The experienced nutchers will have done this, but for other newbies like
me this may help, and these Java tweaks are applicable to all Nutch
revs.... Also - use jconsole to probe the jvm resources being used in
real time - my basic setup is quite a bit faster now than in the default
config:
-client (default for java and Nutch)
CrawlDb statistics start: crawl/crawldb
Statistics for CrawlDb: crawl/crawldb
TOTAL urls: 2631275
retry 0: 2618055
retry 1: 6847
retry 2: 741
retry 3: 5632
min score: 0.0
avg score: 5.279
max score: 4063232.0
status 1 (DB_unfetched): 2201893
status 2 (DB_fetched): 390543
status 3 (DB_gone): 38839
CrawlDb statistics: done
real 7m34.655s
user 7m19.948s
sys 0m10.032s
-server
CrawlDb statistics start: crawl/crawldb
Statistics for CrawlDb: crawl/crawldb
TOTAL urls: 2631275
retry 0: 2618055
retry 1: 6847
retry 2: 741
retry 3: 5632
min score: 0.0
avg score: 5.279
max score: 4063232.0
status 1 (DB_unfetched): 2201893
status 2 (DB_fetched): 390543
status 3 (DB_gone): 38839
CrawlDb statistics: done
real 6m39.170s
user 6m22.691s
sys 0m10.191s
That's ~13% better....
On another note - look at the switches you have available - for me
turning off filtering on the generate, and turning off parsing during
the fetch gave a nice boost.
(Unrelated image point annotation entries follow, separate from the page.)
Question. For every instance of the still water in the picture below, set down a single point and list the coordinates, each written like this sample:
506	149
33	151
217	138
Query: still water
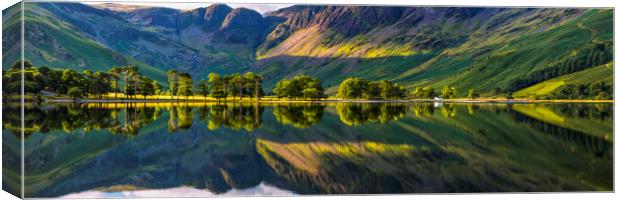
209	149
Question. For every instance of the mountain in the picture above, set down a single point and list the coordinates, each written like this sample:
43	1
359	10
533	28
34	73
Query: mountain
467	47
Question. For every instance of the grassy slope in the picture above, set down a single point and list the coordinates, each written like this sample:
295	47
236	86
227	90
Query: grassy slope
601	73
83	50
492	65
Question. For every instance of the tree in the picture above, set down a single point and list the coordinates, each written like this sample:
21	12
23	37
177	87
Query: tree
424	93
146	86
238	82
295	87
172	81
157	87
131	80
352	88
253	84
472	94
185	85
115	73
203	88
357	88
448	92
75	92
98	84
217	86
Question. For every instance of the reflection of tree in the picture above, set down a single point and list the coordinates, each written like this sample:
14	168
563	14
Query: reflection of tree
448	110
353	114
126	120
181	117
596	111
472	108
299	115
423	109
235	116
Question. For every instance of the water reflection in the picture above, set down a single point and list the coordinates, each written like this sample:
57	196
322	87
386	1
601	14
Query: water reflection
299	115
353	114
311	148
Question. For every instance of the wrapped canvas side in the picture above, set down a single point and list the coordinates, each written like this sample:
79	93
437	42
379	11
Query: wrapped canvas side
13	127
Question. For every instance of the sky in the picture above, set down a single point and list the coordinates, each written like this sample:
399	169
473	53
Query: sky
261	8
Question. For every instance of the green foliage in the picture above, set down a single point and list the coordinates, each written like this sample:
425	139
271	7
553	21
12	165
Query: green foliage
358	88
203	88
147	86
591	55
236	84
75	92
301	86
598	91
185	85
218	86
424	93
472	94
157	88
172	82
448	92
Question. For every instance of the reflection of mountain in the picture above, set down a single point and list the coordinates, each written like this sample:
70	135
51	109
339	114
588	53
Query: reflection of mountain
474	148
471	48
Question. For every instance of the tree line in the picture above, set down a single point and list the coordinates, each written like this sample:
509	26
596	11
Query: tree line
233	85
598	90
78	84
359	88
129	81
591	55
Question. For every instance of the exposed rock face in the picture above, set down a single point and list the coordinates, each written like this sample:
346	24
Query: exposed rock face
243	26
214	16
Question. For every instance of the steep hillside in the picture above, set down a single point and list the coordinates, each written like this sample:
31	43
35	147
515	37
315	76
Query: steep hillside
55	43
470	48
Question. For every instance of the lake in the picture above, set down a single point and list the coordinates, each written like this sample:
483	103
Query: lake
209	149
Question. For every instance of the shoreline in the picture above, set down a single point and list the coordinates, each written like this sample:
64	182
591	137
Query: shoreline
322	101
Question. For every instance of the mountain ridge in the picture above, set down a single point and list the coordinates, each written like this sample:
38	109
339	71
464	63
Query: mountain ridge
415	46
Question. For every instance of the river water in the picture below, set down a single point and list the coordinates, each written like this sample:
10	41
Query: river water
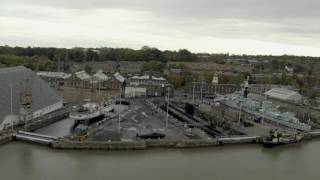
248	162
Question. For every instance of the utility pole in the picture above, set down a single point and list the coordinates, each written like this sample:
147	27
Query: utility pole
168	96
119	119
11	106
193	91
240	111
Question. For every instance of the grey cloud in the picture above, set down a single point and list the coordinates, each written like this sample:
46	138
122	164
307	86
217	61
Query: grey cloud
251	9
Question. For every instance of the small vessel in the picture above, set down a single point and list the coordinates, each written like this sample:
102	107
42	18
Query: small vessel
263	109
276	139
89	113
154	135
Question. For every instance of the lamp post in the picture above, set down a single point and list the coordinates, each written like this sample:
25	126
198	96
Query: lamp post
119	118
168	101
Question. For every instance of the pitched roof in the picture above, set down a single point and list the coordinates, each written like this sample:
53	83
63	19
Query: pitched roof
83	75
23	79
119	77
101	76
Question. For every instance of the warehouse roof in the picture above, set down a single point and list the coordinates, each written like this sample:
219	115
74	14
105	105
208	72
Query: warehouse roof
61	75
283	93
23	79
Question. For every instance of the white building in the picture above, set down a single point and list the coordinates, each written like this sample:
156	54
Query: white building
101	76
132	92
16	81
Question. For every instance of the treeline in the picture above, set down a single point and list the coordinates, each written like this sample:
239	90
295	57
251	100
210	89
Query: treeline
65	57
101	54
146	53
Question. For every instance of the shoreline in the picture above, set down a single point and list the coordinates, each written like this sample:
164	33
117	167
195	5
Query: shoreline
65	144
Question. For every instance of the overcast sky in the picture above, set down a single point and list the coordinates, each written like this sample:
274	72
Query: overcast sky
215	26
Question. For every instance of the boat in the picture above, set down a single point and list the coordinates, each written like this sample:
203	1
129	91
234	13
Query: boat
263	109
271	143
89	113
154	135
276	139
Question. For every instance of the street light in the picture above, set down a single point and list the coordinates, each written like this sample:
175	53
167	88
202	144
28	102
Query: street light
119	119
168	96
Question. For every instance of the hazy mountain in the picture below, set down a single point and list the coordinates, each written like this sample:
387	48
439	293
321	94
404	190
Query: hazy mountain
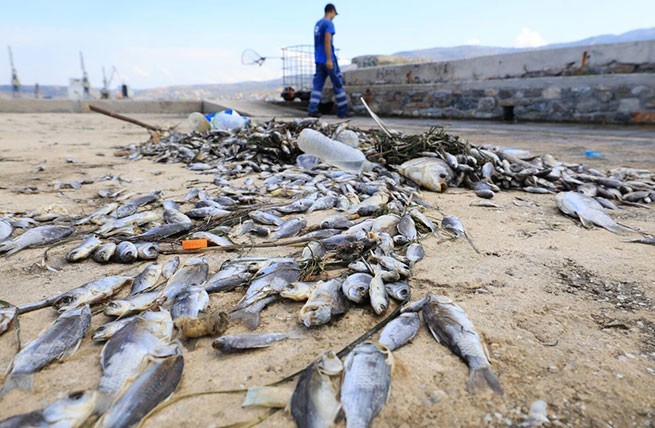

I run filtering from time to time on the
crawldb so no need to duplicate that effort in the generate step as it
really slows it down. I just run the parse after the fetch is done, and
my combined times seem shorter than doing it in one step as I'm also CPU
AND bandwidth throttled. As always, your mileage may vary so give some
things a try and you might get a nice surprise in improved speed....
--
rp